Mi querida amiga seguía torturando mi brazo a modo de ataque neurótico causado por exceso de testosterona. Me aparté brusco, cuando supuse que mañana amanecería con varios morados gracias a ella. Emmett se sentó frente a nosotros y cuando sus amigos lo llamaron para que los acompañara en su mesa, él muy educado declinó llamándome amigo; que se sentaría con su amigo Edward.
- Pellízcame nuevamente.- ofrecí mi brazo a Annette
- Pellízcame tú a mí.- dijo igual de aturdida que yo, observando casi con la boca abierta a Emmett
- Chicos, quiero la mejor hamburguesa que me puedan ofrecer.- mi amiga y yo nos miramos inmediatamente atónitos
- ¿Comes toda esa bola de grasa?.- Annette no ocultó su jovialidad
- Eh… Si.- decidí intervenir antes que el capitán lo único que comiera o bebiera en este caso fuera la saliva que bailoteaba por salir de la boca de ella
- Ve a prepararlo tú.- la tomé del brazo y la intenté llevar hacia atrás
- ¡No!.- chilló cuando traspasamos la puerta y trató de volver allí.- ¡Edward, déjame pasar!.- golpeó con su pie el piso
- No irás ¡Solo te falta babearlo en su cara!
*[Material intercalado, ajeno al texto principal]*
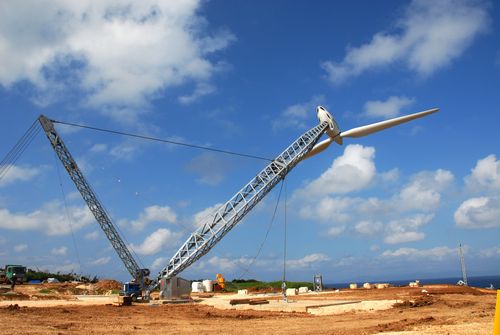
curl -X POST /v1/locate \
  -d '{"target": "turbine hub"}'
[316,106,340,138]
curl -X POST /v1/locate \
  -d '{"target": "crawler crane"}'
[39,106,439,298]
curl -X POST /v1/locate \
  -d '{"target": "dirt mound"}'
[95,279,122,291]
[393,297,434,308]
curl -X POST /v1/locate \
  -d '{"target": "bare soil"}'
[0,284,496,335]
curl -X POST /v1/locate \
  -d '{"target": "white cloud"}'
[384,214,434,244]
[381,247,458,261]
[364,96,415,119]
[0,201,95,235]
[322,0,489,84]
[130,228,180,255]
[89,143,108,153]
[297,144,376,198]
[465,155,500,192]
[395,169,454,211]
[90,256,111,266]
[286,253,330,269]
[354,221,384,235]
[299,197,359,223]
[186,152,230,186]
[85,231,101,241]
[0,0,235,121]
[14,244,28,252]
[326,226,345,237]
[454,197,500,228]
[179,83,216,105]
[0,165,40,187]
[273,95,325,130]
[479,246,500,257]
[120,205,177,231]
[50,247,68,256]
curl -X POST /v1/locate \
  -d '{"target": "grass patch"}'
[226,280,313,292]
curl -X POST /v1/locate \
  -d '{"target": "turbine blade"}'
[340,108,439,137]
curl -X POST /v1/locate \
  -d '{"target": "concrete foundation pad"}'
[195,295,397,315]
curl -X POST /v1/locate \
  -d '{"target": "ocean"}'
[324,276,500,289]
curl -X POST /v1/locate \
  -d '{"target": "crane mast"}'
[154,122,328,290]
[38,115,149,288]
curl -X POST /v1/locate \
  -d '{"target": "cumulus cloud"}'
[326,226,345,237]
[120,205,177,231]
[465,155,500,192]
[364,96,415,119]
[354,221,384,235]
[273,95,325,130]
[381,247,458,260]
[296,144,376,198]
[454,197,500,228]
[384,214,434,244]
[0,0,235,121]
[186,153,230,186]
[90,256,111,266]
[395,169,454,211]
[0,201,95,235]
[14,244,28,252]
[50,247,68,256]
[130,228,180,255]
[84,231,101,241]
[294,169,453,244]
[322,0,489,84]
[299,197,360,223]
[0,165,40,187]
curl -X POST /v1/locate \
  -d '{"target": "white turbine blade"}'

- ¿A quién?.- apareció Jaz
- ¡Mi capitán de fútbol está allí afuera y Edward no quiere que vaya a conversarle!.- refunfuñó
- Está haciendo el ridículo.- defendí mi postura
- Edward lo quiere para él.- Annette y yo abrimos la boca para replicar, y quedamos como estatuas ante la ocurrencia de Jasper
- No soy gay idiota.- sisee molesto
- Tú lo dijiste el otro día.- alzó sus hombros despreocupado
- ¿Eres gay?.- rodé mis ojos ante la pregunta tonta de mi amiga
- Si, lo soy. Ya déjenme en paz.- pasé por la puerta giratoria y volví a la barra
El lugar se llenó por lo que estuve de un lado para otro bastante rato. A cada tanto observaba de soslayo la mesa donde estaba la chica sin personalidad-irónicamente hablando- y la rubia despampanante. Me incomodaba tenerlas pendiente de donde me encontraba en todo momento, por lo que trataba de moverme oculto entre las personas.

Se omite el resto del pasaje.